Project Summary

One focus of our current research is the role of BCL9 proteins in the canonical Wnt/beta-catenin signaling pathway in mammals. We have previously identified BCL9-2 in humans, the homolog of the proto-oncogene product BCL9, which plays a crucial role in the switch between beta-catenin’s adhesive and transcriptional functions. The mammalian BCL9 proteins and Legless, the orthologue of Drosophila, are essential components of the canonical Wnt/beta-catenin signaling pathway. BCL9/Legless proteins establish a nuclear complex with beta-catenin/armadillo and enhance Lef/Tcf-/beta-catenin-dependent transcription.

Our research is dedicated to the characterization of the interplay of BCL9 proteins with the Wnt- and other signaling pathways (i.e.  BMP, TGFbeta), to study their role as oncogenes for the initiation and progression of tumors and to analyze target genes of the beta-catenin/BCL9 complex. For this, we apply a broad variety of molecular biology methods in vitro and study in vivo carcinogenesis using genetic models of the mouse.

In the second funding period, we will focus on two aspects based on our results obtained during the first three years:

The first focus will be the target genes of BCL9-2, the second aim has evolved from the tumor development of our BCL9-2 transgenic mice. We will elucidate in depth the transcriptional control and the role of BCL9-2 regulated Wnt-target genes in vitro and in vivo, and other novel target genes identified in our microarrays. We will characterize putative consensus sequences in such target genes, which might be regulated by BCL9-2, either together with ß-catenin or with other signaling molecules. These targets will be further analyzed in vitro and in our BCL9-2 overexpression mouse models in comparison with other mouse tumor models. Moreover, we will characterize the induction of EMT by BCL9-2 and the regulation of E-cadherin expression, which might confer to tumor progression.
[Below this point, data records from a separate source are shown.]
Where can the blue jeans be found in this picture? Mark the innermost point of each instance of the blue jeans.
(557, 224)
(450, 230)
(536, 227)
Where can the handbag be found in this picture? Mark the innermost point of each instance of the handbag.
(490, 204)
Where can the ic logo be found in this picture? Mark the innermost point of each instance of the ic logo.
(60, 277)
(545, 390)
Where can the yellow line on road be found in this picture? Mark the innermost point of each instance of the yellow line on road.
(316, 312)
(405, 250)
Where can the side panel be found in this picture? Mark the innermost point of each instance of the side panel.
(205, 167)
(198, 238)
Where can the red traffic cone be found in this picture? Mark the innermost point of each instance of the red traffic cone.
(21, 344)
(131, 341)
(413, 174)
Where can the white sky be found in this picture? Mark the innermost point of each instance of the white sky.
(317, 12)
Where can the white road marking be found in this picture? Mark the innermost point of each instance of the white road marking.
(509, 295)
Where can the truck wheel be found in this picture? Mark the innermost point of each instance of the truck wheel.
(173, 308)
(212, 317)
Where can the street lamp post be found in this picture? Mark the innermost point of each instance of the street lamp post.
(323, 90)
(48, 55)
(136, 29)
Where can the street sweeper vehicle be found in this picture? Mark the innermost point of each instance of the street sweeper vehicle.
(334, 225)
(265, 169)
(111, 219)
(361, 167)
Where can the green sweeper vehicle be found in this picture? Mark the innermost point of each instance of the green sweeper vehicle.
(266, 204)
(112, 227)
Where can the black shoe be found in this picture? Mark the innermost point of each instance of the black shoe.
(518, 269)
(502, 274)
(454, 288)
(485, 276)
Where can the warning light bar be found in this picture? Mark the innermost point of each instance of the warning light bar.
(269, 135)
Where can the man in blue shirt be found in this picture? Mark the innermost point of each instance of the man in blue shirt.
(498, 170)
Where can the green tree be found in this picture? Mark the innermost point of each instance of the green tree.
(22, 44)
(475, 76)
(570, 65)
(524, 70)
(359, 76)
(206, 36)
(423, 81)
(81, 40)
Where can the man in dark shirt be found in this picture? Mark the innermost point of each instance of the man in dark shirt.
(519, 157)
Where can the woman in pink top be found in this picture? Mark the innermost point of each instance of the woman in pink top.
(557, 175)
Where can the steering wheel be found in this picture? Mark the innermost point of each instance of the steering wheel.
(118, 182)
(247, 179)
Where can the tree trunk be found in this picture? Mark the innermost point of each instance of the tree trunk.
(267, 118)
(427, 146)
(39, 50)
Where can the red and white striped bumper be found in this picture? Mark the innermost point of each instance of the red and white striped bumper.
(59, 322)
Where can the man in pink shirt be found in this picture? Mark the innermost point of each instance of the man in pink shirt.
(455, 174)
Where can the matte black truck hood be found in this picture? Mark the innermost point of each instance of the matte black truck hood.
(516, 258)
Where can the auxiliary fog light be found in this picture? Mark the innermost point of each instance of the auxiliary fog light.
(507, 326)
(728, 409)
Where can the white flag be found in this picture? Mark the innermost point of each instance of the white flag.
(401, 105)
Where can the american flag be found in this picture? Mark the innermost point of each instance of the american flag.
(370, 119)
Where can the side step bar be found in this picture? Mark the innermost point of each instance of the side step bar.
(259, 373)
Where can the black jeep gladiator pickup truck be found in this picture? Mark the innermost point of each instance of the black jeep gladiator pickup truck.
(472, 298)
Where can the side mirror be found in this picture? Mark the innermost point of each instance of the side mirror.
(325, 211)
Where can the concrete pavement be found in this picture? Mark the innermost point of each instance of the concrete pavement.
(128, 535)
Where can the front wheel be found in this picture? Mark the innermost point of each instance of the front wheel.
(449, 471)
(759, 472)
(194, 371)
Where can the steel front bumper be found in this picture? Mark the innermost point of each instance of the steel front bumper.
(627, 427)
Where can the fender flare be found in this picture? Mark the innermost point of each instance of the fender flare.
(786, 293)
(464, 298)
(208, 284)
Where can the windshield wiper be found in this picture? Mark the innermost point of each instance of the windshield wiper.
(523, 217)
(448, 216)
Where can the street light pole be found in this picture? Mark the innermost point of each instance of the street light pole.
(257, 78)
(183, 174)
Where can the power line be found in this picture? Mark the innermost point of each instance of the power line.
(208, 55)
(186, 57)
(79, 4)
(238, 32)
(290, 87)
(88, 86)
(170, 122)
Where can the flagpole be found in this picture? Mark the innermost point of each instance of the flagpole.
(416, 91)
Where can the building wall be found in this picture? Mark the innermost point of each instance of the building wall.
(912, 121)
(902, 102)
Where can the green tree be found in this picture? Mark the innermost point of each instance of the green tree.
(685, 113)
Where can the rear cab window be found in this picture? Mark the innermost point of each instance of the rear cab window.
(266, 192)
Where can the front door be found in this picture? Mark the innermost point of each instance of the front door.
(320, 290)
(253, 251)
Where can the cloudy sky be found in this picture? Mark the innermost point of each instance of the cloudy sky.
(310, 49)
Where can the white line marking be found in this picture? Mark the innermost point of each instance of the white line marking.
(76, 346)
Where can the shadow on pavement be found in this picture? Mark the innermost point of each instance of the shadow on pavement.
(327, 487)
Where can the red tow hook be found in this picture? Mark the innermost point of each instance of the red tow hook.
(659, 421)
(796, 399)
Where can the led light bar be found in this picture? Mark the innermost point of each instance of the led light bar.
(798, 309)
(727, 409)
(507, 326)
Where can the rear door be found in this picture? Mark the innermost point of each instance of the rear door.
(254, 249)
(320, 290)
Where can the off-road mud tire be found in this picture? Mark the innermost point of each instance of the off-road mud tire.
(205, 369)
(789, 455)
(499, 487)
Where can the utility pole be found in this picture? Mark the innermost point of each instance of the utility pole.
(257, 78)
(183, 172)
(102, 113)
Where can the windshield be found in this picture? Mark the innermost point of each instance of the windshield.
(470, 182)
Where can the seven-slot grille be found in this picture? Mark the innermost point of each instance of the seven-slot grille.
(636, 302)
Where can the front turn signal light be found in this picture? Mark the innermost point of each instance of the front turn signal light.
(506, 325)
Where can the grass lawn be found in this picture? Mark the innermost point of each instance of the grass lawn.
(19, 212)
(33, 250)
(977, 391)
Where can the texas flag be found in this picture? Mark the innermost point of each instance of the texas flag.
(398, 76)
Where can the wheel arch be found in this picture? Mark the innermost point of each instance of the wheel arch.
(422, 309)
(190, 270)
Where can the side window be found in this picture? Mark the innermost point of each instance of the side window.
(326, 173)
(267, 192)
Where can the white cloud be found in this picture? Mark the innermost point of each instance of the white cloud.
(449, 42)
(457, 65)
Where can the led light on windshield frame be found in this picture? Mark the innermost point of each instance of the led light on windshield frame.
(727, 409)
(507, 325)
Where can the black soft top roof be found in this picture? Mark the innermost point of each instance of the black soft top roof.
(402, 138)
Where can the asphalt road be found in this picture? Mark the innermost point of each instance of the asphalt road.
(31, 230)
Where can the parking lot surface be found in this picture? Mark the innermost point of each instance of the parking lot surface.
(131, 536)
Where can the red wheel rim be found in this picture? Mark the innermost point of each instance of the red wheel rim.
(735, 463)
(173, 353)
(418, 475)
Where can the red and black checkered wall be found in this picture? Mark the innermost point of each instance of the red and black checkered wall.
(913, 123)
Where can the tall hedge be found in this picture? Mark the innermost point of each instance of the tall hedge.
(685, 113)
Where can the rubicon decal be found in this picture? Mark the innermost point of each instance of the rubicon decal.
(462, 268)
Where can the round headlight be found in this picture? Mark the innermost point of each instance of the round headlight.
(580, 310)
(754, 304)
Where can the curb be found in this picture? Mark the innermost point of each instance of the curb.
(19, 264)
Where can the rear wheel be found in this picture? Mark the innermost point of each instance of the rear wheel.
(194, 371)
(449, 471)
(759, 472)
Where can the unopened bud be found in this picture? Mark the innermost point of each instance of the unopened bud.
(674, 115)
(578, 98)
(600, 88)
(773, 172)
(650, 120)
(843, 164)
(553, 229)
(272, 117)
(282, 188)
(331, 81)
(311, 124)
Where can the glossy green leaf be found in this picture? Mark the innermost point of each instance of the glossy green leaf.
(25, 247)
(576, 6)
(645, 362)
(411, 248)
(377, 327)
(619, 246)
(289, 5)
Secondly, we will focus on BCL9-2 induced tumorigenesis in human and in mouse models. Human cancers will be analyzed for BCL9-2, and we will perform RNA interference in cultured cancer cells. We will also perform functional analyses on primary cultures of cancers and precancerous tissues from BCL9-2 overexpressing mice. These studies will elucidate the role of BCL9-2 in cancer development and progression.